Он подъехал к лагерю и тщательно оглядел его. Не знаю, много ли он увидел, потому что, кроме нас троих, в лагере все спали. Фоули сидел по другую сторону костра, Зеб верхом, футах в двенадцати, а посередине стоял я. «Паттерсон» лежал на свернутых одеялах в дюжине футов от меня.
— Мне нужен Мигель Сандоваль, — сказал предводитель. — Отдайте его мне, и у вас не будет никаких неприятностей.
Шагнув вперед, я попытался взять инициативу в свои руки.

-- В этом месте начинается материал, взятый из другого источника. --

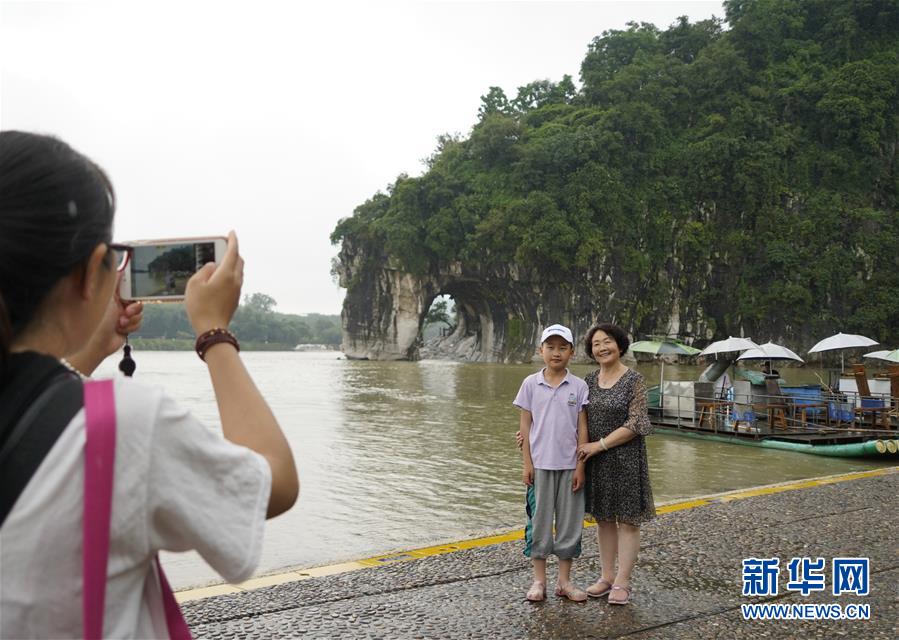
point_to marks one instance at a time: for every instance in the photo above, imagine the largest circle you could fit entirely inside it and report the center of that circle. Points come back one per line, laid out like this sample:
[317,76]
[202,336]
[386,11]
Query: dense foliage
[752,169]
[255,321]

— Что значит никаких неприятностей? Мистер, если вам нужен кто-то из моей команды, вам придется взять его самому. А что касается неприятностей, то валяйте — мы готовы ко всему, что вы можете предложить.
Сото внимательно посмотрел на меня, и я подумал: его слова пустая похвальба или правда?
— Послушайте, сеньор, по-моему, вы просто не понимаете. — Он показал на своих всадников. — У меня много людей. Это только часть. У вас здесь есть женщины, вам беда ни к чему.
— Вы все твердите про неприятности, — сказал я спокойно, — но мы готовы к ним не хуже вас.